Add native asyncio S3FS and Spark cursors with boilerplate deduplication (Phase 3) by laughingman7743 · Pull Request #668 · pyathena-dev/PyAthena

laughingman7743 · 2026-02-20T15:54:35Z

Summary

Phase 3 of native asyncio cursor implementation (#662), building on Phase 2 (PR #667).

Part 1: Boilerplate Deduplication — `WithAsyncFetch` mixin

Extract shared boilerplate from 4 existing aio SQL cursors into a WithAsyncFetch mixin in pyathena/aio/common.py:

Properties: arraysize (getter/setter), result_set (getter/setter), query_id (getter/setter), rownumber, rowcount
Lifecycle: close(), executemany(), cancel()
Default sync fetch: fetchone(), fetchmany(), fetchall() — for cursors that load data eagerly in __init__
Async protocol: __aiter__, __anext__, __aenter__, __aexit__

Net reduction of ~520 lines of duplicated code across AioCursor, AioPandasCursor, AioArrowCursor, AioPolarsCursor.

Part 2: `AioS3FSCursor`

New pyathena/aio/s3fs/cursor.py — async CSV cursor using S3FileSystem.

Unlike other aio cursors (Arrow/Pandas/Polars) that load data eagerly, AthenaS3FSResultSet lazily streams rows from S3 via a CSV reader. Therefore:

Result set creation: asyncio.to_thread(AthenaS3FSResultSet, ...)
Fetch methods: async via asyncio.to_thread(result_set.fetch*, ...) — reads from S3 on each call
No UNLOAD support (consistent with sync S3FSCursor)

Part 3: `AioSparkCursor`

New pyathena/aio/spark/cursor.py — async PySpark code execution.

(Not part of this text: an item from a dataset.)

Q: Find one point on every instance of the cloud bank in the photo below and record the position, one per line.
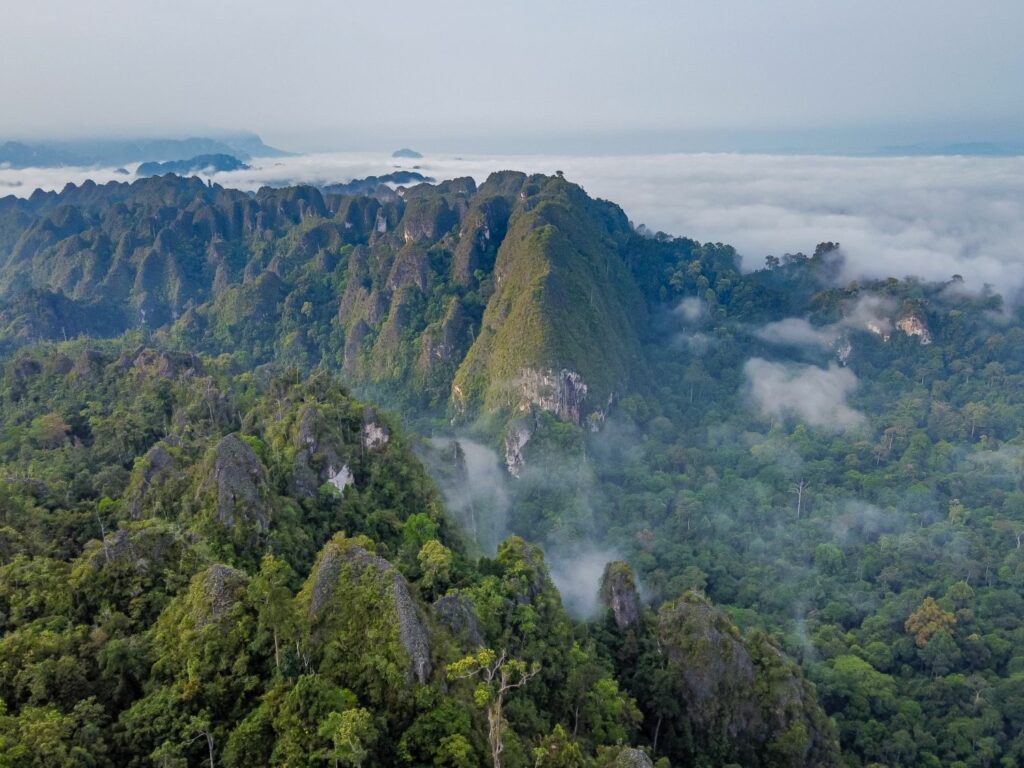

Inherits from SparkBaseCursor and WithCalculationExecution directly (no intermediate base class — aio only has one Spark cursor variant)
Post-init I/O methods (_poll, _cancel, _terminate_session, _read_s3_file_as_text, _calculate) overridden with async equivalents
Session management stays synchronous in __init__ (runs inside asyncio.to_thread at cursor creation)
_read_s3_file_as_text uses async_retry_api_call for retry consistency with sync version

Additional changes

Removed on_start_query_execution callback from all aio cursors — unnecessary in async context where await provides direct control flow. Consistent with AsyncCursor which also omits this callback.

Class hierarchy

BaseCursor
  └─ AioBaseCursor (async I/O: _execute, _poll, _cancel, metadata)
      └─ WithAsyncFetch (properties, close, cancel, sync fetch, async protocol)
          ├─ AioCursor / AioDictCursor     — async fetch (paginated API)
          ├─ AioPandasCursor               — eager load, as_pandas()
          ├─ AioArrowCursor                — eager load, as_arrow(), as_polars()
          ├─ AioPolarsCursor               — eager load, as_polars(), as_arrow()
          └─ AioS3FSCursor                 — lazy streaming, async fetch

SparkBaseCursor + WithCalculationExecution
  └─ AioSparkCursor (async calculation I/O, session, stdout/stderr)

Files changed

Action	File	Description
Modify	`pyathena/aio/common.py`	Add `WithAsyncFetch` mixin
Modify	`pyathena/aio/cursor.py`	Extend `WithAsyncFetch`, remove boilerplate
Modify	`pyathena/aio/pandas/cursor.py`	Extend `WithAsyncFetch`, remove boilerplate
Modify	`pyathena/aio/arrow/cursor.py`	Extend `WithAsyncFetch`, remove boilerplate
Modify	`pyathena/aio/polars/cursor.py`	Extend `WithAsyncFetch`, remove boilerplate
Create	`pyathena/aio/s3fs/__init__.py`	Package marker
Create	`pyathena/aio/s3fs/cursor.py`	`AioS3FSCursor`
Create	`pyathena/aio/spark/__init__.py`	Package marker
Create	`pyathena/aio/spark/cursor.py`	`AioSparkCursor`
Modify	`tests/pyathena/aio/conftest.py`	Add s3fs + spark fixtures
Create	`tests/pyathena/aio/s3fs/`	S3FS cursor tests
Create	`tests/pyathena/aio/spark/`	Spark cursor tests
Modify	`tests/pyathena/aio/test_cursor.py`	Remove callback test

Test plan

make fmt — formatting clean
make chk — lint + mypy clean
All existing aio tests pass (no regressions from Phase 2)
New AioS3FSCursor tests: fetchone/many/all, async iterator, description, cancel, executemany, arraysize, context manager
New AioSparkCursor tests: spark_dataframe, spark_sql, failed, cancel, executemany, context manager

Related issues

Closes Add native asyncio cursor support (AioCursor) #662 (native asyncio cursor support)
Related: Extract shared boilerplate from sync cursors into WithFetch mixin #669 (sync cursor deduplication — same pattern, separate PR)
Related: Extract shared UNLOAD and execute() control flow into helper methods #670 (UNLOAD/execute() control flow deduplication)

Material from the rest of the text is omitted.